Алессандро пожал плечами.
– Я предполагал, что потерплю неудачу. И тем не менее…
– Конечно, было бы приятнее добиться своего, – усмехнулся Томассо.
Их внимание привлекли звуки девичьего смеха, раздававшегося за высоким окном, на верху лестницы. Алессандро взглянул через него на плохо подстриженные лужайки. Две женщины играли в некое подобие тенниса: когда одной из них удавалось ударить по мячу, то тот, как правило, летел прочь от противника.
Одна из женщин – полная, в простом наряде – была служанкой. Против нее играла девушка, стройная и худенькая, с копной рыже-золотистых волос, свободно вьющихся по плечам. Когда служанка послала мяч в сторону дома, девушка подняла лицо. У Алессандро перехватило дыхание, и он подумал, окажется ли она столь лучезарно красивой вблизи.
– Она очаровательна. Не так ли? – пробормотал стоявший рядом Томассо. Алессандро подавил возникшее у него стремление уйти прочь. Ему не нравился младший Долфин.
– Миленькая, – согласился Алессандро. – Служанка?
Томассо коротко и горько рассмеялся.
– Вы не случайно так подумали. Но мы не можем себе позволить наряжать ее в шелка, как того заслуживает подобная красота. Это моя сестра Фоска. Дитя, рожденное на свет, когда наши родители уже были на склоне лет. Свет очей моего отца, его утешение и радость, образ моей святой матери, единственный человек в мире, которого он действительно любит.
– Она еще ребенок.
– Не совсем. Ей шестнадцать. Девушки в шестнадцать лет уже выходят замуж.
– Что же она делает дома? – спросил Алессандро. Венецианских девушек знатного происхождения – даже бедных – обычно еще в раннем возрасте помещали в монастырский пансион, где сохраняли их добродетель и обучали женским занятиям – вышиванию, музыке и сплетням. Они оставались там до тех пор, пока их родители не выдавали их замуж.

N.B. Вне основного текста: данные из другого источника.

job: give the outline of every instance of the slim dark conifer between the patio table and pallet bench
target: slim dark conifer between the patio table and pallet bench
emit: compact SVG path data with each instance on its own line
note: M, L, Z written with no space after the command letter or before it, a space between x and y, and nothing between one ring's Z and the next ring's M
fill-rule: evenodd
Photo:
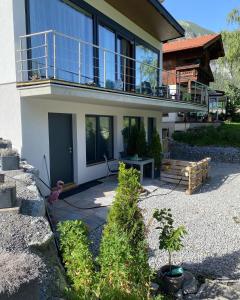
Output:
M155 178L159 178L162 162L162 145L156 129L153 131L152 140L148 146L148 156L154 159L154 176Z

– Когда она узнала о болезни отца, ничто не могло заставить ее остаться вдалеке от дома, – объяснил Томассо. – Она сбежала из монастыря. Похитила лодку, умудрилась сесть на мель и была привезена сюда рыбаками. У нашей Фоски смелый характер. Даже излишне смелый. Отец вообще не хотел ее отсылать из дома. Но одна из сестер убедила его, что в доме, полном мужчин, взрослеющей девушке оставаться небезопасно. Здесь не хватает пожилых дам, которые могли бы сопровождать юную девушку. Служанка, с которой она играет в теннис, единственная женщина. – Он вздохнул. – Жаль. Не так ли?
– Что жаль?
– Что Фоска никогда не выйдет замуж. Вы видели, как мы живем. У нас нет лишнего цехина.[2] Старик проиграл в карты то, что не успел спустить на шлюх. У Фоски нет приданого. И как бы она ни была мила, без него замуж ее никто не возьмет. Так уж устроен мир. Я бы считал позором похоронить ее за монастырскими стенами. Согласны, синьор?
– Конечно, – согласился Алессандро, хотя не совсем понял извилистый ход рассуждений Томассо.
– А вот вы, синьор Лоредан, – мягко продолжил Томассо, – можете при выборе жены не задумываться о такой приманке, как приданое. Вы богаты. Я понимаю, что не следует в разговоре упоминать о деньгах – это дурные манеры! Но деньги подобны женщинам: когда их нет, вы не способны думать ни о Чем другом. И все же, как большинство венецианцев, вы в конце концов женитесь по расчету. А некоторые даже считают, что политический расчет намного важнее денег.
Беспринципность явственно прозвучала в словах юноши. Отчаянно проступала в его поведении, подобно кирпичам под растрескавшейся штукатуркой.
– Кажется, я начинаю понимать, – сухо заметил Алессандро. – Будучи моим тестем, старик Долфин вряд ли мешал бы моим предложениям, как это он делает сейчас.
– Вот-вот! Он все еще пользуется огромным влиянием, и если поддержит вас…
Алессандро бросил на Томассо оценивающий взгляд.
– Вы, синьор, умный парень. Думаю, в качестве моего шурина вы заслуживали бы кое-какого вознаграждения.
Томассо осклабился.
– Я знаю, что подобные вам истинные джентльмены никогда не забывают отблагодарить за добрый совет.
Алессандро вновь посмотрел в окно. Фоска, подобрав юбки, бежала через лужайку, стараясь перехватить мяч. Ее волосы развевались позади нее подобно знамени на ветру.